At 23, in a ten round bout in January 29, 1926, Glick defeated Johnny Dundee, the former 1923 Featherweight and Junior Lightweight champion who was nearing the end of an exceptional career. According to the Milwaukee Sentinel, the rising Glick was a 2-1 favorite against Dundee, who, despite his reputation, had been retired from the ring for six months prior to his bout with Glick. Partly as a result of this win, Glick was matched with Tod Morgan, Junior Lightweight Champion on September 30 of that year and was decisively defeated in his first fifteen round title shot in Madison Square Garden. According to the Associated Press, Glick took only one round of the fifteen round match.

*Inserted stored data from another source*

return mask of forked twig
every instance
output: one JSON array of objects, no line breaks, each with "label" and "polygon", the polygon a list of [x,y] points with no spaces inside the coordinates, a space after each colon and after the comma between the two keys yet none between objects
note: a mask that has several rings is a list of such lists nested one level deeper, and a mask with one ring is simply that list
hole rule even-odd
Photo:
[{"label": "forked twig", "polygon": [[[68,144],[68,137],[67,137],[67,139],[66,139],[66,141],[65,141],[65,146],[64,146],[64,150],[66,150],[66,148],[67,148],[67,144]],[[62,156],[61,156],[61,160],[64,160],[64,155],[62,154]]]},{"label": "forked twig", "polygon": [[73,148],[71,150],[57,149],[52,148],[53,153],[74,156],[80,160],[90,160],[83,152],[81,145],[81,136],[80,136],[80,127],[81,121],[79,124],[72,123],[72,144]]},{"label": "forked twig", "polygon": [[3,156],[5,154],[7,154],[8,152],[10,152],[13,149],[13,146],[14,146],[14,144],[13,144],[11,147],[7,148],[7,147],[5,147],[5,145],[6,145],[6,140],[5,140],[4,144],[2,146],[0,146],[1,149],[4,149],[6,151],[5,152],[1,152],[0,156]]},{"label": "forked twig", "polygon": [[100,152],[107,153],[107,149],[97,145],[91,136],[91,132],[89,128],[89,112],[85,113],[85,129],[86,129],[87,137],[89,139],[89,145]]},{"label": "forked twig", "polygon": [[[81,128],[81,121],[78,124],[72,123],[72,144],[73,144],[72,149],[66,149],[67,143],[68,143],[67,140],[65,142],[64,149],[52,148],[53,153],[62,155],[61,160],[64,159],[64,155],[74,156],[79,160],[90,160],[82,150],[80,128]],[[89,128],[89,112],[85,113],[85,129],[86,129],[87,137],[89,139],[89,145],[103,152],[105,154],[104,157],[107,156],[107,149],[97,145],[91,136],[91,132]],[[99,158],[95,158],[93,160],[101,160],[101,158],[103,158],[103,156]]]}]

In a second World Junior Lightweight Title on December 16, 1927, Glick fared better against Morgan in a controversial match. Glick lost the bout as a result of punching Morgan below the belt in the fourteenth round. At least one source, Oregon's Bend Bulletin wrote that for each of the three times Morgan was down on the canvas, "it was from a questionable body blow which was struck near the foul line." The Bulletin also noted that the "9000 fans started yelling low blow as early as the second round". Glick dropped Morgan for nine counts once in the second and twice in the fifth, and may have won the bout had he not been disqualified for a low left to the groin in the fourteenth by referee Eddie Forbes. Morgan was hurt by loops to the head, often to the jaw, and digs to the body at several points in the bout. Glick began the first with a strong and effective attack against Morgan. Glick was first warned of a low blow in the third round, and had lost previous fights to low blows. Though he was ahead on points prior to the foul, Glick subsequently lost his second chance at the Junior Lightweight title. He would never get a third opportunity.